PHI-10018 - Medieval Philosophy
Coordinator: Jonathan Head Room: CBA2.032 Tel: +44 1782 7 33515
Lecture Time: See Timetable...
Level: Level 4
Credits: 15
Study Hours: 150
School Office:

Programme/Approved Electives for 2023/24


Available as a Free Standing Elective






Barred Combinations


Description for 2023/24

Medieval philosophy is one of the most fascinating, most overlooked, and often most mysterious areas in the history of philosophy. This module gives you the opportunity to consider major debates in philosophy and religion in the period 100-1500 AD, including diverse contributions from Africa and the Islamic world. We will study key philosophers in detail, and you will be encouraged to form your own views about many important philosophical debates from this period. Informed by our reading of original texts, as well as the latest scholarship on this period, we will reflect on such questions as:
1) What is the connection between philosophy and religion?
2) What is the connection between reason and faith?
3) Will we live forever?
4) Was the world created, and why is there evil in it?
5) In what ways, if any, does God interact with our world?
6) Do we need to be forgiven for our bad actions/intentions?
7) What does it mean to be a human being?
8) Are we free?
9) Do we have knowledge, or should we be sceptical about various knowledge claims?

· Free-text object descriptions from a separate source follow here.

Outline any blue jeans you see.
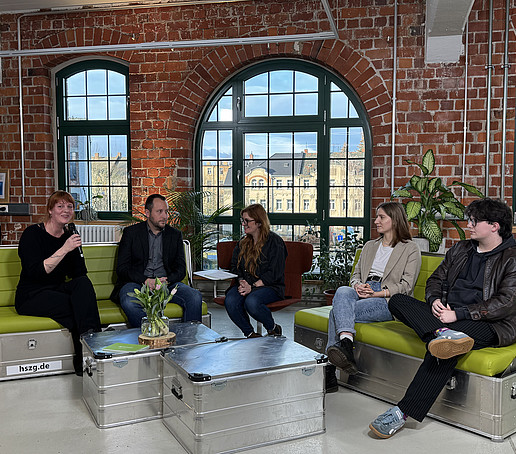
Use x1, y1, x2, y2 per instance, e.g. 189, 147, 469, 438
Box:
119, 281, 203, 328
224, 286, 280, 336
325, 280, 393, 351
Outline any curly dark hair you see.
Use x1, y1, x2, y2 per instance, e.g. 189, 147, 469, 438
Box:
465, 198, 513, 239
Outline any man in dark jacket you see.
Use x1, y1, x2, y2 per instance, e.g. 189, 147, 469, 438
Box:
112, 194, 202, 327
370, 198, 516, 438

To introduce students to key traditions in the history of medieval philosophy. Students will develop critical and analytical skills by reflecting upon debates in the tradition, as well as by considering their relevance for today. Through the assessments, students will also progress with their reading, writing and reflective skills.

Talis Aspire Reading List
Any reading lists will be provided by the start of the course.

Intended Learning Outcomes

Analyse and critically assess key approaches in medieval philosophy: 1,2
Explain some of the central debates in medieval philosophy: 1,2
Develop and defend views regarding debates in medieval philosophy: 1,2
Write about philosophical issues in medieval philosophy with clarity and precision: 1,2
Summarise and analyse key readings from medieval philosophy: 1,2
Reflect upon and explain the contemporary relevance of debates in medieval philosophy: 2

Study hours

Active Learning:
10 hours attendance at lectures
10 hours attendance at seminars
50 hours study and preparation for seminars using online resources provided by the module leader
Independent Learning:
40 hours study and preparation for reflective exercise
40 hours study and preparation for essay

School Rules


Description of Module Assessment

1: Essay weighted 50%
Essay 1,000 words
1,000 word essay chosen from 5 titles on a topic in Medieval Philosophy covered in the first half of the semester. Submitted part-way through the semester. Feedback from essays will help inform work for reflective exercise.

2: Exercise weighted 50%
1,000 word reflective exercise
1000 word reflective exercise. Students will explain and reflect upon the contemporary relevance of a philosophical debate, theory or argument from medieval philosophy. After a summary, students will argue for its contemporary relevance by selecting a particular issue and explaining the application of historical ideas to it.